Dermot, Ed, and Shawn have all taught me about being direct with emotion, which is something I really value. I’m still figuring out my own sound and the ways I want to express those feelings, but looking at the stuff I’m yet to release this year, I think my sound is really starting to form. It’s about taking what resonates and leaving the rest behind.
You said something that stuck with me — “Little Charlie would be very proud of where we are now.” That’s a beautiful sentence, but it’s also a heavy one, because it implies that little Charlie needed something to be proud of. A lot of artists talk about their past selves with cringe or distance. You talk about yours with warmth. If you could play one song — for the teenage version of you who walked away from music, which song would it be and why?
I think for me it would be Perfume Regret. It’s probably the most exposed I’ve ever been in something I’ve released. Every detail, every moment of the song feels really personal, and I think that honesty comes through. At the same time, it shows how far we’ve come musically, how much the sound has grown and developed.

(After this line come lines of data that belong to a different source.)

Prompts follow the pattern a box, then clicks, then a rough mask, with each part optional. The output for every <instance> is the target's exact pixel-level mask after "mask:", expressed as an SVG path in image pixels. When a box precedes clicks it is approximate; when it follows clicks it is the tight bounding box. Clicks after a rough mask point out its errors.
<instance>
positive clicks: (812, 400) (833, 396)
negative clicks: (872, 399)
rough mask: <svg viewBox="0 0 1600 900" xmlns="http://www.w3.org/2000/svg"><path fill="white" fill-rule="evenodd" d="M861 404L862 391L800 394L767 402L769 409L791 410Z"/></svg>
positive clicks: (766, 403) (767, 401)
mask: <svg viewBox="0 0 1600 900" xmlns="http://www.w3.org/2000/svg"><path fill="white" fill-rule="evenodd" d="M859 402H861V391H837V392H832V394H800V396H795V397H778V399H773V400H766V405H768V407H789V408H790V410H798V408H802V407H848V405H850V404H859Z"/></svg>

It also really highlights the work of the amazing team around me. From the producers to the writers to everyone helping shape it, this song wouldn’t be what it is without them. Honestly, it would be amazing to show little me how far we’ve got so far, it’s kind of surreal to think about. I feel like it’s a real milestone for me, both creatively and personally, and it’s the first time I’ve felt like a release could really represent who I am as an artist right now.
Alright, let’s end on something fun. You’ve said this new chapter is about confidence and not taking life too seriously. So here’s a completely unserious question: you’re back in that lift. The perfume hits. But this time, instead of an ex, the scent takes you forward — five years into the future. You step out and future Charlie is standing there. He’s got one sentence for you. What does future Charlie say?
Relax messing up is what make you better. No Drama.